Potencialmente. Porque los mismos periódicos que anuncian en grandes titulares la superación de nuevas barreras, un poco más abajo y de manera mucho más discreta declaran la permanencia de los viejos límites: “Los ricos viven treinta años más que los pobres”. Para que nos hagamos una idea, mientras que entre 1975 y 2005 la edad media de vida de los ingleses aumentó en ocho años (hasta casi los 79), la esperanza de vida en el Africa subsahariana apenas se incrementó en cuatro meses (para llegar a los 46,1 años). Estos datos de la revista The Lancet revelan asimismo que el corte no es nacional sino económico-social, de manera que los ciudadanos más pobres de Glasgow, por ejemplo, tienen una esperanza de vida de 54 años, inferior a la media de la India. ¿Quién decide sobre la vida y la muerte de los seres humanos? No la ciencia, que podría fabricar más antibióticos y mejores hasta cubrir el conjunto del mundo; ni la producción agrícola, que podría alimentar a tres planetas Tierra; ni la razón y la bondad humanas, que podrían regular y acariciar las relaciones humanas en todas partes por igual. Es el mercado -de mano de obra y de mercancías- el que, mientras produce las condiciones materiales del máximo bienestar y la máxima longevidad, impide su aplicación y generalización. Dios, sin duda, era una ilusión más sensata y menos dañina.
Digamos que durante las últimas décadas podíamos creer que la “naturaleza” inglesa era más resistente que la frágil “naturaleza” africana. Pero ahora ya no es posible ocultar que se trata de una cuestión de clase. La guerra que llamamos “crisis” ha retirado algunas pudorosas cortinas ideológicas. Los tiempos demandan el regreso a la eutanasia social también en Europa. La sociedad pretendidamente más avanzada y libre de la historia tiene que comportarse como los fueguinos, los bororos, los chukchis y los esquimales; no hay ninguna diferencia entre las decisiones del FMI y las costumbres de los tasmanios.
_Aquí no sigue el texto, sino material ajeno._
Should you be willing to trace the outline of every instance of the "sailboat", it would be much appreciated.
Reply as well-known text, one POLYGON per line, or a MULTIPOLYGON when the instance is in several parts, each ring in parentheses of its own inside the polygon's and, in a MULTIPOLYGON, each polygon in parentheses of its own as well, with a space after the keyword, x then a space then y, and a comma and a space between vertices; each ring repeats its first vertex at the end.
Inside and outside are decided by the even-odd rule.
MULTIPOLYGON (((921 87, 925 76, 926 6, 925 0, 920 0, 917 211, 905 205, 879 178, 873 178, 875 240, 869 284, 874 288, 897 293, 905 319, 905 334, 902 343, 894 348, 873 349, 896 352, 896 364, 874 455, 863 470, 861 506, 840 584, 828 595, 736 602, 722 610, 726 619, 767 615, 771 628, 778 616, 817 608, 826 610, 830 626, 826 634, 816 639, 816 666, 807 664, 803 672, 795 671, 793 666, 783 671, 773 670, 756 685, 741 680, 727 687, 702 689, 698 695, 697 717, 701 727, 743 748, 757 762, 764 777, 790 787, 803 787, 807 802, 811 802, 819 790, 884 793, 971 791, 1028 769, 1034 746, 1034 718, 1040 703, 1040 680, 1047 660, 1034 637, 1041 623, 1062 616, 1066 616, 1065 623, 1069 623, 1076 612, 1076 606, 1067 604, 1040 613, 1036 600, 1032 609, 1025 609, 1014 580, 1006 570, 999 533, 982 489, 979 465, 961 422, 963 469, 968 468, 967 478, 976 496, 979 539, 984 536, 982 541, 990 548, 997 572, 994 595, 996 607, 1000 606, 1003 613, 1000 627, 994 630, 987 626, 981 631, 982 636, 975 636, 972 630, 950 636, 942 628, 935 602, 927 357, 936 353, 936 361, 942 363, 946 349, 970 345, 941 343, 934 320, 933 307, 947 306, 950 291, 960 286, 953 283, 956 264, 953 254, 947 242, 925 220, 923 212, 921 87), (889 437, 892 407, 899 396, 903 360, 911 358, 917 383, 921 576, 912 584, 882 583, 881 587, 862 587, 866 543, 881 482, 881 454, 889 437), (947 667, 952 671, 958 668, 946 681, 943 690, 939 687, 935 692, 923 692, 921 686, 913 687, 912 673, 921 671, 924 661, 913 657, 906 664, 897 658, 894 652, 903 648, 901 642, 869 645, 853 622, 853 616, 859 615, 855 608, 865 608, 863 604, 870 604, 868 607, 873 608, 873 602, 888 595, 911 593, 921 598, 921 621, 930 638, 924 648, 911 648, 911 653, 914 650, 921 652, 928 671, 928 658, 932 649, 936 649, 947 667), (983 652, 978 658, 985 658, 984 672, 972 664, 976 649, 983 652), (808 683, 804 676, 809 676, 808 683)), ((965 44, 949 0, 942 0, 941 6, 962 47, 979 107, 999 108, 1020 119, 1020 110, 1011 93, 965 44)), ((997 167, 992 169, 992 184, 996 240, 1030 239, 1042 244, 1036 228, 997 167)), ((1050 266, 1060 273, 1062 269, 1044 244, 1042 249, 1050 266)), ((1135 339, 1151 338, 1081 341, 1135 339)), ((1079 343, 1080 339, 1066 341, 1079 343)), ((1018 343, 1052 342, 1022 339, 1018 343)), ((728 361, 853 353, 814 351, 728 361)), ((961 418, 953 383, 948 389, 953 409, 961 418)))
En su último informe, la institución internacional declara: “Los riesgos asociados a un aumento de la expectativa de vida son muy altos: si hasta el año 2050 la vida media creciese en tres años por encima de la media actual, aumentarían en un 50% los ya elevados costes del Estado del Bienestar”. ¿La solución? Obviamente vivir menos. ¿Y cómo reducir la vida media de los europeos? Obviamente multiplicando las causas de mortalidad; es decir, la pobreza. Los llamados “ajustes” de Rajoy en España, por ejemplo, con sus amputaciones en el presupuesto de educación y sanidad, no están destinados sólo a alimentar a los bancos sino -ahora lo sabemos- a reducir la esperanza de vida. La eutanasia social ha sido siempre la solución de los pueblos bárbaros y primitivos a los problemas estructurales.
Lo que también cuenta el informe de The Lancet (no el del FMI) es que el aumento de la longevidad está ligado, no tanto a las tecnologías médicas como al “estatus”, en el sentido muy amplio de autogobierno, empoderamiento social, recursos intelectuales y autoestima. Quizás por eso, con todo lo que aún puede mejorar, la pequeña Cuba sigue siendo un milagro. Porque no es la eutanasia social del mercado sino la trabajosa y trabajada naturaleza humana la que preside sus intercambios económicos y sociales.